In the future, when we have deferred references, we can make the current executor a deferred reference
and skip the incref/decref.

#### JIT compiler

To transfer control between executors, we make a jump, implemented as an indirect
tail-call in the generated stencil.

The generated code must decref the old executor, as we cannot decref the old executor when still
executing it, meaning we must pass the old executor as an argument in the tail call.


#### Interpreter

We can do the three steps (incref, update current executor, decref) before entering the new executor, since then we don't need to worry about freeing code that we are running.
Entering the new executor is simple: set the
instruction pointer to the first instruction of the new executor.

## Future optimizations

We plan to leave inter-executor optimizations for the future, in order to get a working
implementation with JIT compiler ready in good time for 3.13.

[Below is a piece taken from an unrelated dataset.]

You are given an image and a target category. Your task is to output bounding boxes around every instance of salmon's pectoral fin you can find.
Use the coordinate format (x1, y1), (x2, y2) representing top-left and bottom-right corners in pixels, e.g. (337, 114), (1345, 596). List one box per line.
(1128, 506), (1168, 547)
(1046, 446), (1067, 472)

### Specialization across executors

For this we will need to record known type information at exits, to avoid redundant checks,
and to allow us to create multiple specialized executors for the same tier 1 instructions.

### Representation changes across executors

By tracking representation changes across executors, we can avoid the overhead of restoring
the canonical representation on exits.
For example, if a value is represented by an unboxed float, it is expensive to box, then unbox it
across an exit.
This optimization has the potential to be a significant performance win
*and* to consume a lot of memory, so we need to design our data structures carefully.